22.11.2019, Wisła, wieczór
Znany skoczek Gregor Schlierenzauer otrząsnął się już po śmierci swojej żony Konstancji Dolinki! Mężczyzna widziany był dzisiaj po treningu ze swoją nową partnerką, z którą już nie ukrywał bliskich relacji. Jak wiadomo, dla skoczka był to trudny rok, utrata żony i ojca, napad na bank, w który był zamieszany i rejs statkiem, który rozbił się w trakcie podróży. Przypomnijmy, że w tym tragicznym wypadku zginęło 48 osób, a 4 osoby nadal są poszukiwane. Jak dowiedzieliśmy się od swoich informatorów, jedną z tych osób jest znany wszystkim kibicom skoków, Adam Małysz, który w oficjalnej informacji przekazanej od PZN, miał pojechać na urlop ze swoją rodziną. Jaka jest jednak prawda? Okazuje się, że tragiczna! Małysz jako jedyny ze skoczków, którzy znajdowali się na statku, został na pokładzie do samego końca i uznawany jest za osobę zaginioną, co oznacza, że informacje przekazane od PZN są kłamstwem. Czy ktoś boi się chaosu, a może to tylko granie na czas? Jedno jest pewne – to nie będzie nudny sezon skoków narciarskich, głównie pod względem prywatnego życia sportowców. Gregor Schlierenzauer nie będzie miał łatwo, w końcu kilka miesięcy po stracie żony ciężko jest przedstawić światu nową partnerkę, tym bardziej, gdy za 6 miesięcy na świat ma przyjść twoje pierwsze dziecko... Którego matką jest twoja najlepsza przyjaciółka i przy okazji córka twojego byłego, największego wroga, Heinza Kuttina.
Na Podbój Noaha
Mafee: Ten dziennikarz przesadził, nie obchodzi mnie, czy naprawdę cię Gregor łączy coś z Malinką, ale nie powinni mnie w to mieszać. Organizuję gang wpierdolu na jutrzejszy konkurs.
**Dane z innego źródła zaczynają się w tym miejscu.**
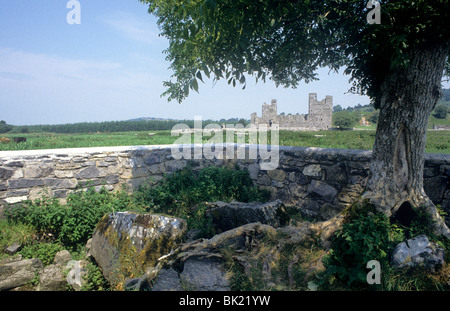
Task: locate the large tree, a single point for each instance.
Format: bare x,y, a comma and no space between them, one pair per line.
398,61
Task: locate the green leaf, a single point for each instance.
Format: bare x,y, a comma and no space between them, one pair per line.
199,76
194,85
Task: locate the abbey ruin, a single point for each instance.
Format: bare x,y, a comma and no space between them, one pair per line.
318,118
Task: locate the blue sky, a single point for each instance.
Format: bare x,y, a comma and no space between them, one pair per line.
111,67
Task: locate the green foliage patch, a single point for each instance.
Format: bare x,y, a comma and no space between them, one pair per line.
370,235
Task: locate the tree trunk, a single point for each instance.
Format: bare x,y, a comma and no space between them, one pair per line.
409,95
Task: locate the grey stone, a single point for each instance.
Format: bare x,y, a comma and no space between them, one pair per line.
264,180
17,273
52,279
142,238
56,183
227,216
418,252
435,187
5,173
152,158
62,257
12,249
322,190
25,183
14,163
206,274
167,280
38,170
75,276
278,175
88,172
313,170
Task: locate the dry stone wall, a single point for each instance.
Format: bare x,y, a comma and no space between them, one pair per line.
318,181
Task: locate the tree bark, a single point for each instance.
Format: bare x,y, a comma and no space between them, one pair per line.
409,95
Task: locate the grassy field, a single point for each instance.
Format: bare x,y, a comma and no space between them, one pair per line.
437,141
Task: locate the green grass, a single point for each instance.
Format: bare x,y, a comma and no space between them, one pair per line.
437,141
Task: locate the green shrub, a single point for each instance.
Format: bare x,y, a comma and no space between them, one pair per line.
72,224
370,235
182,193
44,251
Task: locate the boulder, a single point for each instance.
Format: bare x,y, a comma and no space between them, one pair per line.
76,272
418,252
167,280
52,279
124,237
322,190
205,274
17,273
227,216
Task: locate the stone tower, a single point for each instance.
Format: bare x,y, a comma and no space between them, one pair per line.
318,118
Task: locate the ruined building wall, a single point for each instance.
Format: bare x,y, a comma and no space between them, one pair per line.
318,118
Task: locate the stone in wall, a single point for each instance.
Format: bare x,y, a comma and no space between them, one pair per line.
306,178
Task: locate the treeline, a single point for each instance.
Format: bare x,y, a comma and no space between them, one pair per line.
110,126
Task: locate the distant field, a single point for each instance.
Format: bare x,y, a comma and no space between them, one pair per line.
437,141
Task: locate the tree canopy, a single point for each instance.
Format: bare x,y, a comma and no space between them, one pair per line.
287,41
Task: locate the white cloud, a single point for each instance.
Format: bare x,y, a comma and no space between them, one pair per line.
131,27
41,88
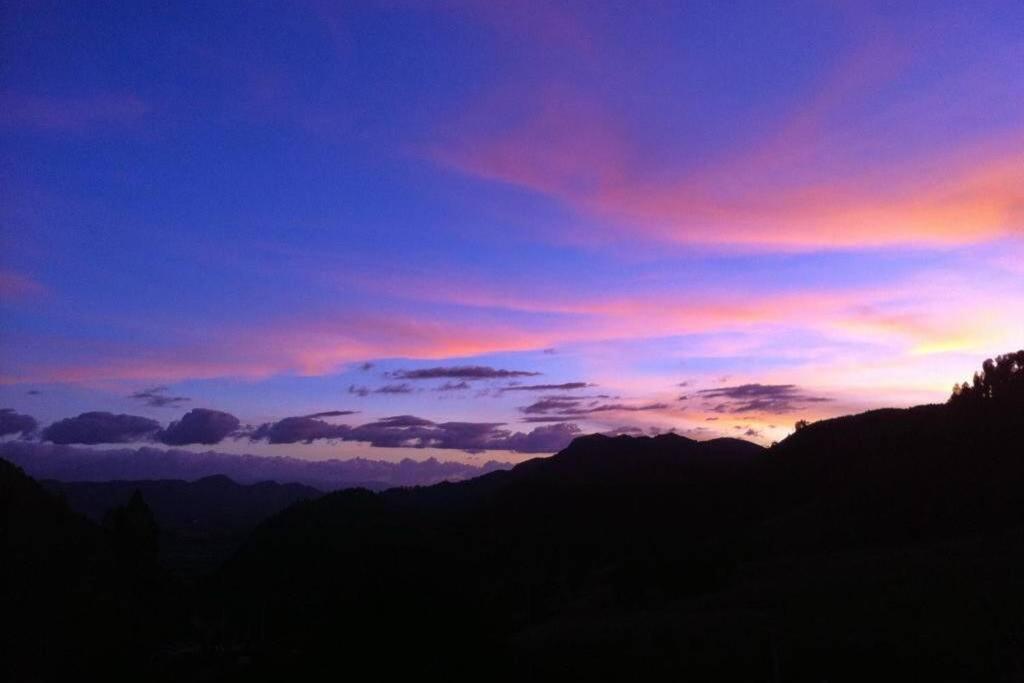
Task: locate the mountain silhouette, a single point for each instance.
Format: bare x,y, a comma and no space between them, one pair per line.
887,545
202,522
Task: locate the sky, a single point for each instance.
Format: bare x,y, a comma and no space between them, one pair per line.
479,228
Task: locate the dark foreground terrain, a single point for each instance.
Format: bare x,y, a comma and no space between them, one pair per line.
883,546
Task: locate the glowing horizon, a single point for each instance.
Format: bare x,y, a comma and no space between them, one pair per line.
275,212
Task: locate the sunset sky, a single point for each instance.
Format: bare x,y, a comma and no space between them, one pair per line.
514,221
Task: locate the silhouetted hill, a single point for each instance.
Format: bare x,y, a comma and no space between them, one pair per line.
69,463
866,544
77,599
202,522
881,546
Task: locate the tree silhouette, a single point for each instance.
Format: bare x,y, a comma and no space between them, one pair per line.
134,535
999,384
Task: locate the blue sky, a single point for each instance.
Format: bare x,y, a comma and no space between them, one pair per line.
246,202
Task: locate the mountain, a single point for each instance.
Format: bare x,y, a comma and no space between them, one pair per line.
888,542
887,545
79,599
201,522
65,463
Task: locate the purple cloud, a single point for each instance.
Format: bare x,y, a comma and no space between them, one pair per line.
409,431
460,373
454,386
760,397
567,386
47,461
293,430
158,397
331,414
15,423
571,408
99,427
200,425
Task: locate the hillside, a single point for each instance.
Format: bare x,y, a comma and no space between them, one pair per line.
201,522
877,541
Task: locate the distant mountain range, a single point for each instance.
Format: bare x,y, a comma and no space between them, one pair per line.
65,463
882,546
201,522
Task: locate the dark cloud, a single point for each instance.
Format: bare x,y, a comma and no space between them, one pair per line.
98,427
454,386
46,461
627,431
545,406
331,414
293,430
200,425
408,431
549,438
15,423
460,373
572,408
158,397
621,408
760,397
394,388
365,391
567,386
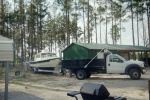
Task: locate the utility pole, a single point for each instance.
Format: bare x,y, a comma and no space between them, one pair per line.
148,17
88,24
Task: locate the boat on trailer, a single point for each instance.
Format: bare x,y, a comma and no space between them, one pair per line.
45,61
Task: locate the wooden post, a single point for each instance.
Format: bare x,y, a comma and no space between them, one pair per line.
6,80
149,88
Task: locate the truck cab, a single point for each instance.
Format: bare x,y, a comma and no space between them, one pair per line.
104,62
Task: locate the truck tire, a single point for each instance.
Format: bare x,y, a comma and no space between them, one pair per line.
81,74
135,74
34,70
88,75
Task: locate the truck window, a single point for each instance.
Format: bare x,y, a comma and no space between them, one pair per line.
114,58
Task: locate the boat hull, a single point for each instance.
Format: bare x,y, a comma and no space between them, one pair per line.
49,63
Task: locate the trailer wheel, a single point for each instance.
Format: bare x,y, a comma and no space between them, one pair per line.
34,70
135,74
88,75
81,74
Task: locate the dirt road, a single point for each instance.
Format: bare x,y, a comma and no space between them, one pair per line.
52,86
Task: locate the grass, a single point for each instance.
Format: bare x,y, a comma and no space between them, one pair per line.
2,71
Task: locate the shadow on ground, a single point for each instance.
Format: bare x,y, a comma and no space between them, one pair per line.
17,95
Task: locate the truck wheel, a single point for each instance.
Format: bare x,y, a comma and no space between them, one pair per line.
88,75
135,74
34,70
80,74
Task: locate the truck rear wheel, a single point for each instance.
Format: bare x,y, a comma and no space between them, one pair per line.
81,74
88,75
135,74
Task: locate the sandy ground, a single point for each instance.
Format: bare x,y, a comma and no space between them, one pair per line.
52,86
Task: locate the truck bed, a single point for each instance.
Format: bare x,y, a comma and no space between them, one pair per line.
96,63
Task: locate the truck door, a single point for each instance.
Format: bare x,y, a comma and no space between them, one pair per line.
115,64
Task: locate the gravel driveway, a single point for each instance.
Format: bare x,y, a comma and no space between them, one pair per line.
52,86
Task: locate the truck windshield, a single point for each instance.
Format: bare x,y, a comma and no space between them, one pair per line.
122,58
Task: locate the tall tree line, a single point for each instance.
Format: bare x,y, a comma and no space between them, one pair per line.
36,24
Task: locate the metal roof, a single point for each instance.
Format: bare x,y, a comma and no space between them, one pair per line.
113,47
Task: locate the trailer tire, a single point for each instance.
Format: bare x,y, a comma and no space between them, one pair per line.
34,70
135,74
88,75
81,74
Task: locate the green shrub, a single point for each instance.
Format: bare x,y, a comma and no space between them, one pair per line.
2,71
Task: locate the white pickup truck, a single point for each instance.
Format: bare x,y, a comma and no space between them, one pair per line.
107,63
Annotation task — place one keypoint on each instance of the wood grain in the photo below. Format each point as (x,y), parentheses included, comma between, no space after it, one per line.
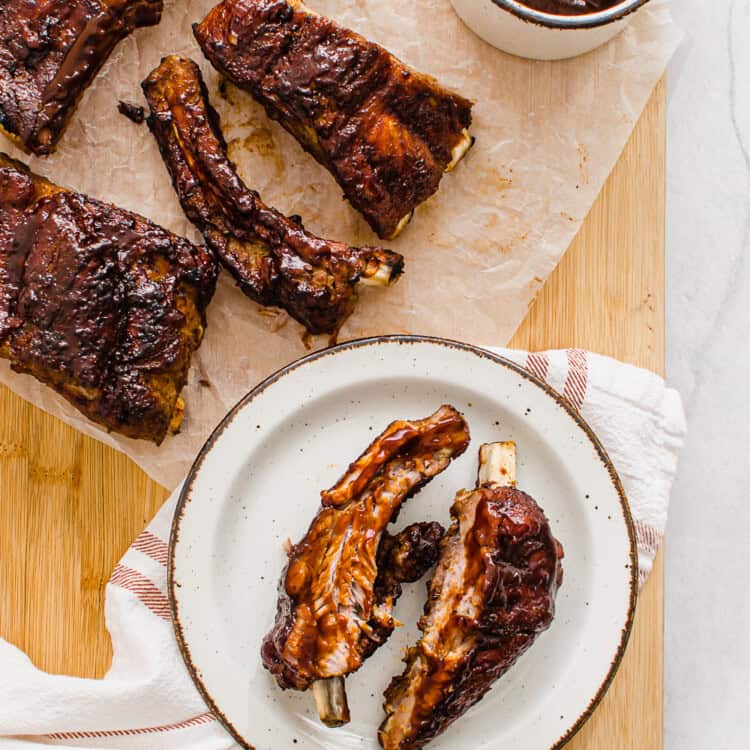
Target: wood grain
(69,506)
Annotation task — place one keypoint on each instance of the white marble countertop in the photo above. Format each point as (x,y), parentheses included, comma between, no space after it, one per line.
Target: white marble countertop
(708,326)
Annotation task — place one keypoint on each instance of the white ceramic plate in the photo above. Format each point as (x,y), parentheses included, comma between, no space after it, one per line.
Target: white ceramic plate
(256,483)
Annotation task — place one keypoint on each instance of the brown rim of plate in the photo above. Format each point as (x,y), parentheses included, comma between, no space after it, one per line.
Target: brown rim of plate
(374,341)
(582,21)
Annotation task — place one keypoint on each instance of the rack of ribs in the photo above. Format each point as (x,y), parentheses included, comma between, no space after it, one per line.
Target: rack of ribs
(492,593)
(273,258)
(98,303)
(337,593)
(385,132)
(50,52)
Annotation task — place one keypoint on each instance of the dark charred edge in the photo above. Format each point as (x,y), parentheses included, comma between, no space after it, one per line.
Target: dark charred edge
(584,21)
(134,112)
(561,401)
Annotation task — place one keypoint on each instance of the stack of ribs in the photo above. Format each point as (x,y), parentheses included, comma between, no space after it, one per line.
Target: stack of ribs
(385,132)
(50,51)
(337,594)
(273,258)
(99,303)
(492,593)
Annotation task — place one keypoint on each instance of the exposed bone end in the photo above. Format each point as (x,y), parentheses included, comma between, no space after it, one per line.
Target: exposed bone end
(460,149)
(330,700)
(403,223)
(497,464)
(177,416)
(383,270)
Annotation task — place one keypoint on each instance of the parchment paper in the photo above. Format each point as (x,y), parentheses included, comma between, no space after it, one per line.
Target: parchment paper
(548,134)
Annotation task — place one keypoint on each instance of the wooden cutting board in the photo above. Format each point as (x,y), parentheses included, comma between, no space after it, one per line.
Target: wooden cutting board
(70,507)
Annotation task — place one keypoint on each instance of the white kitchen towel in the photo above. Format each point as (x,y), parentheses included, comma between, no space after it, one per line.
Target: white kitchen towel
(147,699)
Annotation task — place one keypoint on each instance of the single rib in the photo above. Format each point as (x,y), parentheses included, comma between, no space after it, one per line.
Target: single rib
(385,132)
(273,258)
(50,52)
(337,593)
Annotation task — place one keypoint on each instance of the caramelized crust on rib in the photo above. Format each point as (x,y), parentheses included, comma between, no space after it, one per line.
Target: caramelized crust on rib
(50,51)
(273,258)
(337,593)
(385,132)
(99,303)
(492,593)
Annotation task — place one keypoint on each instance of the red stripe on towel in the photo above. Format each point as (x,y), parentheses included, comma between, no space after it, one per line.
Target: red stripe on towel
(196,721)
(135,582)
(577,380)
(150,544)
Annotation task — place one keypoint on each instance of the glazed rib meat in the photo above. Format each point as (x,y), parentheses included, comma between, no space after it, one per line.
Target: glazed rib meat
(337,592)
(273,258)
(50,52)
(492,593)
(385,132)
(98,303)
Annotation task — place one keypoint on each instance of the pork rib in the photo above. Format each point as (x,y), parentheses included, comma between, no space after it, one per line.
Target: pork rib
(492,593)
(99,303)
(273,258)
(50,51)
(385,132)
(337,592)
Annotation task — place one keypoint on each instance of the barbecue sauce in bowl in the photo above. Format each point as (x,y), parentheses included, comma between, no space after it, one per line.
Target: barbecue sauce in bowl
(570,7)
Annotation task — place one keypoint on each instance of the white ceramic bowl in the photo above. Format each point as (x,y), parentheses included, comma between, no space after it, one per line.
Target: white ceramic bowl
(515,28)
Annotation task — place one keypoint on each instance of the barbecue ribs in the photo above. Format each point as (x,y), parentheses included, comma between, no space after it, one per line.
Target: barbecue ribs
(50,51)
(337,593)
(385,132)
(98,303)
(492,593)
(273,258)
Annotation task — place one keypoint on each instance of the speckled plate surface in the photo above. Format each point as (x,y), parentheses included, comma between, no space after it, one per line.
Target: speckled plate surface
(256,483)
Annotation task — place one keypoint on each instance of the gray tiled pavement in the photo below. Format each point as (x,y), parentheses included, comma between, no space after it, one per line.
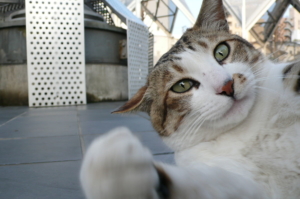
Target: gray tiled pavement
(41,148)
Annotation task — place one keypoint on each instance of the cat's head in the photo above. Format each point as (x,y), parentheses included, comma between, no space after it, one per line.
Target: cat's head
(207,78)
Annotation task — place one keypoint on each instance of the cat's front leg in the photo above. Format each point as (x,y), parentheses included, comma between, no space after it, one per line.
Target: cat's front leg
(117,166)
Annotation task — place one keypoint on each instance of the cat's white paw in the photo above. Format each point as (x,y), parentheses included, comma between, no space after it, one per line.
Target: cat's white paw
(116,166)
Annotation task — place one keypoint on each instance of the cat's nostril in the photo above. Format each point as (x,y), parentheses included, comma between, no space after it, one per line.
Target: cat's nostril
(227,89)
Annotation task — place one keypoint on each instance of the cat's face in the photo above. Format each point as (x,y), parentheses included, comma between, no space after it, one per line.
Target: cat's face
(206,80)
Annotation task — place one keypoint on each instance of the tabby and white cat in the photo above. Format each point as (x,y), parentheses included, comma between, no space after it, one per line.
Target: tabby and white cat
(231,116)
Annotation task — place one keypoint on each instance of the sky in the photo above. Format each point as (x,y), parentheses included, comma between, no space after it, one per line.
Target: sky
(182,22)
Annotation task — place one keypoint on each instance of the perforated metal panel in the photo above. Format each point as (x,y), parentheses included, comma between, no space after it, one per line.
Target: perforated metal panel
(137,44)
(55,52)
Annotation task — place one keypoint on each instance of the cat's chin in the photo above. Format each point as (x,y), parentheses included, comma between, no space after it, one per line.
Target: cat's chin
(236,114)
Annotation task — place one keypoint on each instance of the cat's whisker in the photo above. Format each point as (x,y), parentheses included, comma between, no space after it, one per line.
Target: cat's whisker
(268,89)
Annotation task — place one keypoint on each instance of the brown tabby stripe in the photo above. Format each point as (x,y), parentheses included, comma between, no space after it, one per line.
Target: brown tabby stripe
(255,59)
(178,68)
(241,40)
(179,122)
(203,44)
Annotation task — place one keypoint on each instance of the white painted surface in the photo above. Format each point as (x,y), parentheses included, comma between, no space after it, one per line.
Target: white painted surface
(55,52)
(137,48)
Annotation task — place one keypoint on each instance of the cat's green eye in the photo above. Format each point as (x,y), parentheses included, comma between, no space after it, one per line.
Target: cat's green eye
(182,86)
(221,52)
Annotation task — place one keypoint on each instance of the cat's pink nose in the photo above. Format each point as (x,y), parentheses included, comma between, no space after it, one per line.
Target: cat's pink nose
(227,89)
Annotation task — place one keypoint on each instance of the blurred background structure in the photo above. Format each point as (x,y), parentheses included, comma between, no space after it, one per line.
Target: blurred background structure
(123,39)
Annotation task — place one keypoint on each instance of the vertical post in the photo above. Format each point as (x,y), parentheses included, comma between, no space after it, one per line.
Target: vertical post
(138,8)
(244,31)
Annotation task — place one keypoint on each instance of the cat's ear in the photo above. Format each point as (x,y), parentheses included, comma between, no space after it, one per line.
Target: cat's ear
(212,16)
(136,103)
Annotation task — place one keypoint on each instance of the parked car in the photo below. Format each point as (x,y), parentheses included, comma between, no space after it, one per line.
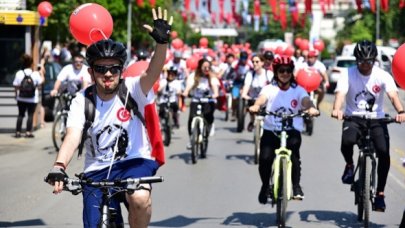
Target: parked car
(52,70)
(335,70)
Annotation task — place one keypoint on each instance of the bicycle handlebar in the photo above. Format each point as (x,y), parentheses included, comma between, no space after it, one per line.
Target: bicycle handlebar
(74,185)
(387,119)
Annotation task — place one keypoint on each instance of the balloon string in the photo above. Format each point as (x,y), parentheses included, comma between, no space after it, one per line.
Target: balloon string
(96,30)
Julia Wronkowska: zawsze chętna, ale tylko jak naszą ofiarą będzie Gregor
Mafee: Gregor to już i tak wystarczająca ofiara losu
Kasia: Fakt
Kasia: Wiesz co, w sumie to i tak te skoki pewnie będą nudne, zgłaszam się
Julia Wronkowska: ja też pomogę
Apoloniusz Tajner: Ja też pomogę, w dupie mam te skoki już
Mafee: ok, fajnie, dobrze wiedzieć Apollo '
Stefan Horngacher: jak ci pomogę Mafee, to mogę wrócić na przyszły sezon do was? Nie podoba mi się tu już, wolałem nocami wysłuchiwać żalów Apollo, niż tych buloklepów
Łukasz Kruczek: od przyszłego sezonu ja będę prezesem Polskiego Związku Narciarskiego, więc ze wszelkimi propozycjami współpracy proszę zgłaszać się do mnie
Łukasz Kruczek: Ale jak najbardziej widzę cię na tym stanowisku Stefan!
Gregor Schlierenzauer zmienił nazwę konwersacji z "Na Podbój Noaha" na "Na Podbój Kostnicę 3"
Gregor Schlierenzauer dodał do konwersacji "Na Podbój Kostnicę 3" użytkownika Malina Kotlina
Gregor Schlierenzauer: przywitajcie się ładnie ze swoją nową przyjaciółką
Nika Pędziwiatr: ALERT BEZPIECZEŃSTWA ALERT BEZPIECZEŃSTWA POWTARZAM ALERT BEZPIECZEŃSTWA
Kamil Stoch: kurwa co wy odpierdalacie, czy wy już nie macie resztek godności
Peter Prevc: nie denerwuj się skarbie
Kamil Stoch: TY MNIE PREVC TEŻ NIE DENERWUJ
Nika Pędziwiatr: KU URWAAAAA NIE WIERZĘ, ŻE TO SIE DZIEJE TO NIEMOŻLIWE ROZUMIECIE
Tomasz Pilch: ale co
Kasia Nóżka: pstro
Kasia Nóżka: odblokuj nas ty buloklepie
Gregor Schlierenzauer: Nikunia, co się dzieje, mam do ciebie przyjść, czy sama dasz sobie radę?